Me voici de nouveau sur pied. De nouveau prête à courir sur le joli chemin bordé de ces fleurs que tu as planté avec tout l’Amour que tu portes à la terre.

Mais rien cette fois encore…

 

Laisse moi te raconter ce rêve que j’ai fais pendant que la fièvre me tourmentait.

 

« A l’heure où la nuit se retire à peine j’ai entendu le chant d’un grelot, léger et lancinant à la fois. Je me suis levée et j’ai pris mon manteau pour sortir dans la brume du petit matin.

On n’y voyait pas à 3 pas ! J’ai tendu l’oreille sur le pas de la porte… Gling, Gling… Toujours ce grelot. J’ai appelé et en retour je n’ai entendu que le bruit du grelot à nouveau.

Je me suis avancée prudemment. Pourtant ni le brouillard, ni l’ambiance sinistre qu’il générait n’ont fait naitre la peur en moi. Je ne saurais dire pourquoi, je me sentais en sécurité.

Enfin j’ai vu apparaître une forme à travers la brume.

Difficile à croire mais je voyais devant moi deux chevaux tirant un chariot ! Je me suis avancée tout en frottant mes yeux incrédules et dans le chariot vide j’ai trouvé un paquet. Un joli paquet enrubanné. J’ai appelé encore pour savoir à qui appartenait tout ceci mais je n’ai eu pour toute réponse que le vent soufflant le son des grelots.

Je me suis penchée et j’ai pris le paquet, c’est comme si j’avais su qu’il m’était destiné. Au plus profond de moi je n’avais aucun doute là-dessus. J’ai mis le paquet dans la poche de ma pelisse et je suis rentrée pour m’abriter des frimas.
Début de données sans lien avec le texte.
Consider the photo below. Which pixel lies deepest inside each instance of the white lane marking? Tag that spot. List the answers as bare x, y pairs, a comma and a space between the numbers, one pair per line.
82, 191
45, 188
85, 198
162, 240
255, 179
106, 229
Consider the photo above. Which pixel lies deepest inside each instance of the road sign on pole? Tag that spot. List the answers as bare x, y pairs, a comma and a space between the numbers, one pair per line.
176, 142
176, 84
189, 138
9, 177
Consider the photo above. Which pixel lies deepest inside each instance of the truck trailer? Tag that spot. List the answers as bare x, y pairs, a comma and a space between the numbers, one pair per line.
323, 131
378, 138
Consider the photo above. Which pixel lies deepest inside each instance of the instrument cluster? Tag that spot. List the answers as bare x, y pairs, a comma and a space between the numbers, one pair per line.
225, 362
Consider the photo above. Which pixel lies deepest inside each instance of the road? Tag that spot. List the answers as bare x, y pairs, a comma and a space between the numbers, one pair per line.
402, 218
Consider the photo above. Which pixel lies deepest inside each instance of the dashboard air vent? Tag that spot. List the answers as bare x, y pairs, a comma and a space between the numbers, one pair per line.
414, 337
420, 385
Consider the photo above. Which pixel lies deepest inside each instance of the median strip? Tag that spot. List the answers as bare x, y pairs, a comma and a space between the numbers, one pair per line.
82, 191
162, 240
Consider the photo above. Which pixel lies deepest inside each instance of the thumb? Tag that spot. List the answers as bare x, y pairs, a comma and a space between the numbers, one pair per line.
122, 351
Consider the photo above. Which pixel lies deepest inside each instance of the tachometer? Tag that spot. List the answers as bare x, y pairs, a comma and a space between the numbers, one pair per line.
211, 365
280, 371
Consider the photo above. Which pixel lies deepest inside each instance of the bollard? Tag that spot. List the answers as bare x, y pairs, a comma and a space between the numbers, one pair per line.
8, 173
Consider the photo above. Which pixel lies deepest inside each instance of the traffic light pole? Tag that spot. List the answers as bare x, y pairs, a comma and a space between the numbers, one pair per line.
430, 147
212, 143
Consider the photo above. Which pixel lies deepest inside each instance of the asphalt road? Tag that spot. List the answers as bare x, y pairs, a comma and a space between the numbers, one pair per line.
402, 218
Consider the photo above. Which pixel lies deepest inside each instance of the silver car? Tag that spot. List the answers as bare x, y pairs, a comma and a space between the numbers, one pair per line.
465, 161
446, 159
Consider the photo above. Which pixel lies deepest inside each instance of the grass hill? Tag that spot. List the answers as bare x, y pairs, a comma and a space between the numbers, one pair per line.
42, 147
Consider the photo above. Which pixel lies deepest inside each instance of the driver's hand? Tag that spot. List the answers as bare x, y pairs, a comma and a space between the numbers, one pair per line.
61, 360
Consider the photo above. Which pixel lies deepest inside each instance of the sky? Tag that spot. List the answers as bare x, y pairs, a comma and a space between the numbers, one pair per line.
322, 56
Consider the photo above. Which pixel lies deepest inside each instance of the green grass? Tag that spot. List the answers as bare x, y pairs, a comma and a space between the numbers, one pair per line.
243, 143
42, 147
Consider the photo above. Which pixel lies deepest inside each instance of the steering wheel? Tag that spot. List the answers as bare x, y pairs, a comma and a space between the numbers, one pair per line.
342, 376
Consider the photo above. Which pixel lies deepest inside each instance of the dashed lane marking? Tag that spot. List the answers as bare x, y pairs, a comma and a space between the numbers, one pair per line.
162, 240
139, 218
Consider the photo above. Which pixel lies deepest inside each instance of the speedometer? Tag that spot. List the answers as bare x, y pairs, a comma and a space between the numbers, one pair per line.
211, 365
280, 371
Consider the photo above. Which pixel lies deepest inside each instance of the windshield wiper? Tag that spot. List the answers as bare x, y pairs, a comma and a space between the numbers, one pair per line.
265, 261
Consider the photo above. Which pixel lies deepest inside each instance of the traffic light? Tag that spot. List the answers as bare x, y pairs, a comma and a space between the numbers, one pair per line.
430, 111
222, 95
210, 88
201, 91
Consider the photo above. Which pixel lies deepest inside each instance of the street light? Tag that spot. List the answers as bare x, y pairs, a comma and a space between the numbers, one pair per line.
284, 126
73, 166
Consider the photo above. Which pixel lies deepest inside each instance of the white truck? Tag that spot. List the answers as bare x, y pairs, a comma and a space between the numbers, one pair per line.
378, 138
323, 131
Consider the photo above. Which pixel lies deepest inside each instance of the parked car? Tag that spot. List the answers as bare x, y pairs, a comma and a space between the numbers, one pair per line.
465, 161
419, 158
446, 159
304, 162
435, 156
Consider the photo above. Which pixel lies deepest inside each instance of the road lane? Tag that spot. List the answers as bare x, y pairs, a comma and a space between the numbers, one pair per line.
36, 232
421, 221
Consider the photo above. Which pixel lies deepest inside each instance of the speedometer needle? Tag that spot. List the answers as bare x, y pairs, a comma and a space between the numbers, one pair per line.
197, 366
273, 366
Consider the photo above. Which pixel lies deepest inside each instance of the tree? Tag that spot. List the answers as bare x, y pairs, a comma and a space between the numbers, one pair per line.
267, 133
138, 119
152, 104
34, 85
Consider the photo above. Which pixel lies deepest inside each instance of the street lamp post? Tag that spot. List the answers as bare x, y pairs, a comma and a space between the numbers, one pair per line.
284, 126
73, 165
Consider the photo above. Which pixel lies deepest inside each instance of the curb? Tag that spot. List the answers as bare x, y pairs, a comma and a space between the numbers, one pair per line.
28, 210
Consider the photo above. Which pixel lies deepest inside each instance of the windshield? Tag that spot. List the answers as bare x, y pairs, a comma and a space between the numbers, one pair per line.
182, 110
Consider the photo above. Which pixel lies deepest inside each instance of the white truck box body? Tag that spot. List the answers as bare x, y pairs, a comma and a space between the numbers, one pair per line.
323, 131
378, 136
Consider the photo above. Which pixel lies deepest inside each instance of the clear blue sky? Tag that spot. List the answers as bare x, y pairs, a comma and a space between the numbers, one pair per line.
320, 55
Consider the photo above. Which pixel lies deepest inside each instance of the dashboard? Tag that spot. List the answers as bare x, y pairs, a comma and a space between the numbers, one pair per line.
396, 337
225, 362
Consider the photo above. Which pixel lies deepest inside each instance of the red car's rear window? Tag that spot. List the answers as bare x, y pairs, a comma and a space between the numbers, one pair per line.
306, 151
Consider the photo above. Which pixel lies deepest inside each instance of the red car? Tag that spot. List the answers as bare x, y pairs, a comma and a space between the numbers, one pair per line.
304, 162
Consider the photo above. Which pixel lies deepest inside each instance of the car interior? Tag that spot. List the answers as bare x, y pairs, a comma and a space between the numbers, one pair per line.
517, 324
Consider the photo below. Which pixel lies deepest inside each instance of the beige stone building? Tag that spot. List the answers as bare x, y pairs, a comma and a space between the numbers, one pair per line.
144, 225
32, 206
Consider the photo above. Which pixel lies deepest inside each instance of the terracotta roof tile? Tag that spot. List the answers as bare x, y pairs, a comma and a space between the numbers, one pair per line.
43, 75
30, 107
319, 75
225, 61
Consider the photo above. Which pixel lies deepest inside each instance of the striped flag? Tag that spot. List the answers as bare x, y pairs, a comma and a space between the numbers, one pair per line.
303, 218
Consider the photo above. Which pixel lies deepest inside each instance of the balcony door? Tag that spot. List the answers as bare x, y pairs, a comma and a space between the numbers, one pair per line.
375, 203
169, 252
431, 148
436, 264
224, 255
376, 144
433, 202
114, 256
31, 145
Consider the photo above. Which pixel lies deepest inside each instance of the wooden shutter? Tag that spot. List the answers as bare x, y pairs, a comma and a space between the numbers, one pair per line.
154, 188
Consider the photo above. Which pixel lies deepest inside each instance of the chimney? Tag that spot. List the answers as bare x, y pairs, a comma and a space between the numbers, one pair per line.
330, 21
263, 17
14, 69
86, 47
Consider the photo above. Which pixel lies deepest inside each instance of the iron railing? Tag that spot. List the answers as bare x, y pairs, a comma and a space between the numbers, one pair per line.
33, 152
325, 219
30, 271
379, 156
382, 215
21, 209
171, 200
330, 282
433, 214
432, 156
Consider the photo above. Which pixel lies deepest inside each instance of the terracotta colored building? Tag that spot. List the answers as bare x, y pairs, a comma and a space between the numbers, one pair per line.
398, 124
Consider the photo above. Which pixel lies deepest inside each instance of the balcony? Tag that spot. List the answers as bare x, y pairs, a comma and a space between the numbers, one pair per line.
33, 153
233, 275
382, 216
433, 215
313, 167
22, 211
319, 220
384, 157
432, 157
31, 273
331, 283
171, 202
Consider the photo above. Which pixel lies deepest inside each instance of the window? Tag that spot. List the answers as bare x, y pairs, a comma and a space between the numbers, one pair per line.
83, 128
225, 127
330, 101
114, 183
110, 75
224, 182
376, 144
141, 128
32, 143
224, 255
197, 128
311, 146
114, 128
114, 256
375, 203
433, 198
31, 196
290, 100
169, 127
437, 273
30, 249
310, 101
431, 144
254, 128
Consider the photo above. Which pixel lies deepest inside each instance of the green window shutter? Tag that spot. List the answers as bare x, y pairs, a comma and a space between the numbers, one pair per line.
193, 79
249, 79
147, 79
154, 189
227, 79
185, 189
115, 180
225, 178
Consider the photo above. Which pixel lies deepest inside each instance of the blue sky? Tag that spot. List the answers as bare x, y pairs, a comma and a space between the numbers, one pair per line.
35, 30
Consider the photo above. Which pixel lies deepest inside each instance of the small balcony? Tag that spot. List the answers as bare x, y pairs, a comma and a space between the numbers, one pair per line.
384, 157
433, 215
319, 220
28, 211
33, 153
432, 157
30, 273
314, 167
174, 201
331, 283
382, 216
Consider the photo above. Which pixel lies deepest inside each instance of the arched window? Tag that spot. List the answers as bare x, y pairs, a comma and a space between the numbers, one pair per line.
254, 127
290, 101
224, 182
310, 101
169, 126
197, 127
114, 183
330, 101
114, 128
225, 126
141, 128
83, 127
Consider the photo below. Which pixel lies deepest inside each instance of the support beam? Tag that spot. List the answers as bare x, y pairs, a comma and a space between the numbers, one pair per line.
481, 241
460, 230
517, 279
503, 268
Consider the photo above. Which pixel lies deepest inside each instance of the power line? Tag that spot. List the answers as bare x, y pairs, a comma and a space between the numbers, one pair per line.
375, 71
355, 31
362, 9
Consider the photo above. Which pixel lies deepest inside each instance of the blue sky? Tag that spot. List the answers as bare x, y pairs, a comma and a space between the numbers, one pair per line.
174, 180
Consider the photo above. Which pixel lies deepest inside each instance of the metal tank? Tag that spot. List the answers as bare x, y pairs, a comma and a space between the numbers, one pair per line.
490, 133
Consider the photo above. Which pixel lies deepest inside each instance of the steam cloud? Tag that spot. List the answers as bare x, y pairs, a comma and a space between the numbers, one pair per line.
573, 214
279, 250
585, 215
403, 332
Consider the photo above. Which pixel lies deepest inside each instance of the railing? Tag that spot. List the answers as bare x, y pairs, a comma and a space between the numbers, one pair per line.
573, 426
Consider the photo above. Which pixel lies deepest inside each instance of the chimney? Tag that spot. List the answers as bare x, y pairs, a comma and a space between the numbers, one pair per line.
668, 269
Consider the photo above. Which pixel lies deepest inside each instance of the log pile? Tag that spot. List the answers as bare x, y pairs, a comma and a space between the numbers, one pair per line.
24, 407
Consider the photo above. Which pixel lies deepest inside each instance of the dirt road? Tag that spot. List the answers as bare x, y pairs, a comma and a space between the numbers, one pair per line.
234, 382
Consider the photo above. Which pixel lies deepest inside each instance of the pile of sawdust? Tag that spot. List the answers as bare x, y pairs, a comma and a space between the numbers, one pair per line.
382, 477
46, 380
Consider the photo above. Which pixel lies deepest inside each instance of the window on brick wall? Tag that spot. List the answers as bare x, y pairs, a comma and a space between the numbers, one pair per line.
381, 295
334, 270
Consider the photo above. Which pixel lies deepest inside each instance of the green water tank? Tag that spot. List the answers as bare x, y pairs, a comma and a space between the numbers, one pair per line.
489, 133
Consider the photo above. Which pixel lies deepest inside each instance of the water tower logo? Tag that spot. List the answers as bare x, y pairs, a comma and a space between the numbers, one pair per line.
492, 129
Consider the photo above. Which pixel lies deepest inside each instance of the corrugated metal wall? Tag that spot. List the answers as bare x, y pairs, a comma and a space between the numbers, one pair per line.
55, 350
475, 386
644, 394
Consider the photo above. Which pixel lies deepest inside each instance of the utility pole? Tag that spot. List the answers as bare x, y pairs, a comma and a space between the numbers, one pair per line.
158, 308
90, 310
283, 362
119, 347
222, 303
Une fois à l’intérieur, j’ai sorti le cadeau et j’ai entrepris de le déballer.

A l’intérieur j’ai trouvé ton portrait encadré comme celui qui est au-dessus de la cheminée dans notre chambre et au coin du petit cadre deux rubans, un noir et un rose…

Je me suis assise et mes larmes ont jailli comme un torrent. »

Ce sont ces mêmes larmes qui m’ont éveillée.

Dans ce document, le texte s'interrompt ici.